Probablemente no debería sorprendernos que algunos científicos
especialistas en clima estén un poco asustados ante las implicaciones
radicales incluso de su propia investigación. En su mayoría solo estaban
haciendo tranquilamente su trabajo midiendo muestras de hielo,
preparando modelos del clima global y estudiando la acidificación de los
océanos, solo para descubrir, como describe el experto en clima y autor
australiano Clive Hamilton, que estaban “involuntariamente
desestabilizando el orden político y social”.
Pero hay mucha gente muy consciente de la naturaleza revolucionaria
de la ciencia climática. Por eso algunos gobiernos que decidieron
descartar sus compromisos climáticos a favor de excavar más carbón han
tenido que encontrar maneras cada vez más “matonescas” para silenciar e
intimidar a los científicos de sus naciones. En Gran Bretaña esta
estrategia es cada vez más abierta e Ian Boyd, asesor científico jefe
del Departamento del Entorno, Alimentación y de Asuntos Rurales,
escribió recientemente que los científicos deberían evitar “sugerir que
las políticas son correctas o equivocadas” y expresar sus puntos de
vista “trabajando con asesores empotrados (como yo mismo) y siendo la
voz de la razón, en lugar del disenso, en la arena pública”.
Si queréis saber adónde lleva esto comprobad lo que sucede en Canadá,
donde vivo. El Gobierno conservador de Stephen Harper ha realizado un
trabajo tan efectivo silenciando a los científicos y eliminando
proyectos de investigación crítica que en julio de 2012 un par de miles
de científicos y sus partidarios efectuaron un simulacro de funeral en
Parliament Hill en Ottawa, deplorando “la muerte de la evidencia”. Sus
pancartas decían, “No a la ciencia, no a la evidencia, no a la verdad”.

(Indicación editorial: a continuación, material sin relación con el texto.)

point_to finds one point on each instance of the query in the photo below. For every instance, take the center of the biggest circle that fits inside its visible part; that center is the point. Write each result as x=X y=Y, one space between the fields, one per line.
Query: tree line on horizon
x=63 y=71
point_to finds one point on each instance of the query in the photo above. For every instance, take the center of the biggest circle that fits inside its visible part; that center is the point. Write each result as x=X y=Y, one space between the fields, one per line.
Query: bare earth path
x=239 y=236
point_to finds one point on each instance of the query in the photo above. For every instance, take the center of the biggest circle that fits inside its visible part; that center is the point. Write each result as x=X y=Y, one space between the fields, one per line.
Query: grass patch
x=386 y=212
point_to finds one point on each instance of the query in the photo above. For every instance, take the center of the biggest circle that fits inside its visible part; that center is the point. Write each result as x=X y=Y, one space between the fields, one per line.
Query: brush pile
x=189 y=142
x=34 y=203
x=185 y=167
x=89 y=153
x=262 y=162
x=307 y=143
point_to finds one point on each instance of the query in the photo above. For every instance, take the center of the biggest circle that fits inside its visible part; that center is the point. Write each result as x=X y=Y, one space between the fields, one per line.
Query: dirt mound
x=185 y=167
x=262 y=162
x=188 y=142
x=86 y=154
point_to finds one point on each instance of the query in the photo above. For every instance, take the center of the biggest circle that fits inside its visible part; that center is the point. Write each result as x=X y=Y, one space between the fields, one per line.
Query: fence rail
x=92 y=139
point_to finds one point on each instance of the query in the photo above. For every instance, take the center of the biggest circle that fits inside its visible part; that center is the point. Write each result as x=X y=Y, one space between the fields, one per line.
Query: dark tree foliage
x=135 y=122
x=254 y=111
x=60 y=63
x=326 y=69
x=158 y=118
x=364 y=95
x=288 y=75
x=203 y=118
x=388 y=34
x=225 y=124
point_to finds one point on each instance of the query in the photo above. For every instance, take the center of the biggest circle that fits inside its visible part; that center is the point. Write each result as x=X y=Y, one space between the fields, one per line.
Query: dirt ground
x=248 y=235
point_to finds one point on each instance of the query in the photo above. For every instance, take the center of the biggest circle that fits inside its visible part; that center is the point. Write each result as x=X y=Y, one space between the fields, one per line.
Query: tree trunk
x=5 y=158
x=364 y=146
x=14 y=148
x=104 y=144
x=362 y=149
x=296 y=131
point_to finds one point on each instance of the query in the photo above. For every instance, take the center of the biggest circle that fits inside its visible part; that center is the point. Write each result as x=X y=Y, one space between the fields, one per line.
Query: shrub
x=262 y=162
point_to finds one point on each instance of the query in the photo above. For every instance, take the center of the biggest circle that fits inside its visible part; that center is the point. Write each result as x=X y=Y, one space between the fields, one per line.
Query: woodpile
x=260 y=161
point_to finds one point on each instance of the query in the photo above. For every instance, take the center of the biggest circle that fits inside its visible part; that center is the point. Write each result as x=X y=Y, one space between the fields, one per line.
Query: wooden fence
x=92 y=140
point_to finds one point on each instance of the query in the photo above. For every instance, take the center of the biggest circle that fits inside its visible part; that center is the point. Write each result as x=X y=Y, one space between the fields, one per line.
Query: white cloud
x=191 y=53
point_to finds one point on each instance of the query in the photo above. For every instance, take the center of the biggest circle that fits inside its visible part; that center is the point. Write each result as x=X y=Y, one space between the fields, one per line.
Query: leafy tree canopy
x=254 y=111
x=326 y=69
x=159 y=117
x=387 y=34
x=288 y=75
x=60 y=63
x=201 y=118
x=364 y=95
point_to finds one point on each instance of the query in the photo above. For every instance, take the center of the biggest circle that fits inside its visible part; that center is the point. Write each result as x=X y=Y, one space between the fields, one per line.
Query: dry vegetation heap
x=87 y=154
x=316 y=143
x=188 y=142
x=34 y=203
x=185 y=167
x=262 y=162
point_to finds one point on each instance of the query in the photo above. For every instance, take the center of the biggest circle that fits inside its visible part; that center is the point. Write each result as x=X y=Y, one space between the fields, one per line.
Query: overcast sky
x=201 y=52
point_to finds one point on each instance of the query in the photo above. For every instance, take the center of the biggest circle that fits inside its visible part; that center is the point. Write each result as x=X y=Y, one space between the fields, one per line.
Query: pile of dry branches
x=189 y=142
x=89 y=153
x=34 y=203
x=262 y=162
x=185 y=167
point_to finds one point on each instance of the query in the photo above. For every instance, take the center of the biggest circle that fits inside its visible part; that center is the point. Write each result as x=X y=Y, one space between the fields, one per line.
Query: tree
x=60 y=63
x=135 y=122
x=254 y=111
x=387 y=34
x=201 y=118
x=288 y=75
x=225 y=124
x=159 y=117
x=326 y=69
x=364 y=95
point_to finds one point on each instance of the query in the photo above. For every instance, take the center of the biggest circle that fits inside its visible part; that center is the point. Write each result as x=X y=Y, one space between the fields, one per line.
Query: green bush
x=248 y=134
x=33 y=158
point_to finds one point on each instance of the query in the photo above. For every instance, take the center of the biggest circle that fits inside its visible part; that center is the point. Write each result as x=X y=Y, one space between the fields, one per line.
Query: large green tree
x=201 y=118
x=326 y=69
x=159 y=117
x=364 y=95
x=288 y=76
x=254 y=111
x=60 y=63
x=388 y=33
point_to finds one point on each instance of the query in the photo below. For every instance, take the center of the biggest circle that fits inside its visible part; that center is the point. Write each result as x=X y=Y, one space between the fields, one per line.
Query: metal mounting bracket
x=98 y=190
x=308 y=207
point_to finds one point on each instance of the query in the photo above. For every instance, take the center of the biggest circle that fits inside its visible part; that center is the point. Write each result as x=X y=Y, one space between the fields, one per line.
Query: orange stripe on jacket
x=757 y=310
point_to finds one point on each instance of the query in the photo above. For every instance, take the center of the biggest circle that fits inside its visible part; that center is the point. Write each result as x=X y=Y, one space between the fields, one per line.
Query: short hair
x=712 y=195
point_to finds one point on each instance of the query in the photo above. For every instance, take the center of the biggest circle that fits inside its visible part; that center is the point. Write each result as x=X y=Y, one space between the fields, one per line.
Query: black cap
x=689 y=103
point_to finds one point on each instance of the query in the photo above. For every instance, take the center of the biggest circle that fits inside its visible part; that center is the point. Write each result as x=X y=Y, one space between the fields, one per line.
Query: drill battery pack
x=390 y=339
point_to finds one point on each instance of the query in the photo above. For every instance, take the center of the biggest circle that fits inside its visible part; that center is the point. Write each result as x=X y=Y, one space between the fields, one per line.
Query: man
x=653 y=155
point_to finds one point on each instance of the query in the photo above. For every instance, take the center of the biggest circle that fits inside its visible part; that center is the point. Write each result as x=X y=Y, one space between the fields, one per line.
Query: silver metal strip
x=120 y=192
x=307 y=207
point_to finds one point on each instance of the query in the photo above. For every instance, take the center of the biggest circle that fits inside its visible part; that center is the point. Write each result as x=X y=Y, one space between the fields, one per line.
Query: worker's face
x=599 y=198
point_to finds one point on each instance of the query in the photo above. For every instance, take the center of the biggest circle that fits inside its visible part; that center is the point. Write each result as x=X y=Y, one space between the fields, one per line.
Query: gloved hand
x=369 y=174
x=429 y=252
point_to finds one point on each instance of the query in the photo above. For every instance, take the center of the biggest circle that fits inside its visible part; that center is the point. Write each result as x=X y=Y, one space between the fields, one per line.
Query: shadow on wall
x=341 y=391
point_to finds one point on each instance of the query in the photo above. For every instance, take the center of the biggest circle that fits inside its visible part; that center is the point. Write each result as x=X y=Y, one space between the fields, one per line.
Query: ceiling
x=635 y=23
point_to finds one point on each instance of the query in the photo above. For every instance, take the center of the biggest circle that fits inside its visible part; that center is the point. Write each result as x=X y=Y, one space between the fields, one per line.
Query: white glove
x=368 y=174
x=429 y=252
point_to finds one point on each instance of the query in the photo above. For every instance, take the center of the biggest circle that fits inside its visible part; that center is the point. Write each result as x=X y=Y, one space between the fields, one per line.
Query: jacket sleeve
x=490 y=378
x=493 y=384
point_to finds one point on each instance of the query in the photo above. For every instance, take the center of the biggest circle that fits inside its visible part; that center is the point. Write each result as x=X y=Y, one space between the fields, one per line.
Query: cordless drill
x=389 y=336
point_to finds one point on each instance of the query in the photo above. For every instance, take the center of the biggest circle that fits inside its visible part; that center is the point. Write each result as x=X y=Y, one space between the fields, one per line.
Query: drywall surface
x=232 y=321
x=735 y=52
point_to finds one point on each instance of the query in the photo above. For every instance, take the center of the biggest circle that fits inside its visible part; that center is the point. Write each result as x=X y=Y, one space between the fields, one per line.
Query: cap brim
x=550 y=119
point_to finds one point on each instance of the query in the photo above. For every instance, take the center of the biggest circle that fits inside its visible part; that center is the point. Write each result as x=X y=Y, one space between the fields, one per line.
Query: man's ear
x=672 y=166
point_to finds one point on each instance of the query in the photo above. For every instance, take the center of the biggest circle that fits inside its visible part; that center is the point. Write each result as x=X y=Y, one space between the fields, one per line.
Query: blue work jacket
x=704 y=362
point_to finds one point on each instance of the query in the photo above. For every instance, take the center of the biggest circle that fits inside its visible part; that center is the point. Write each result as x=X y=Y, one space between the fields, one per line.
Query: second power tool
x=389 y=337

Pero la verdad sale a la luz a pesar de todo. Ya no es necesario leer
en publicaciones científicas que la búsqueda de beneficios y
crecimiento de los negocios como si tal cosa está desestabilizando la
vida en la tierra. Las primeras señales se despliegan ante nuestros
ojos. Y más y más de nosotros reaccionamos correspondientemente:
bloquear la actividad del fracking e Balcombe; interferir en los
preparativos para perforaciones en aguas rusas en el Ártico (a un enorme
coste personal); demandar a los operadores de arenas bituminosas por
violar la soberanía indígena; e innumerables actos más de resistencia
grandes y pequeños. En el modelo informático de Brad Werner, esta es la
“fricción” requerida para ralentizar las fuerzas de desestabilización;
el gran activista del clima Bill MbKibben los llama “anticuerpos” que se
alzan para combatir la “fiebre de adulteración” del planeta.
No es una revolución, pero es un comienzo. Y podría darnos suficiente
tiempo para encontrar una manera de vivir en este planeta que sea
claramente menos jodida.
Naomi Klein es una periodista galardonada, columnista publicada en
numerosos periódicos y autora del éxito de ventas internacional del New
York Times, La doctrina del shock: El auge del capitalismo del desastre
(septiembre de 2007); y de un éxito de ventas internacional anterior: No
logo: El poder de las marcas; y de la colección: Vallas y Ventanas:
Despachos desde las trincheras del debate sobre la globalización (2002).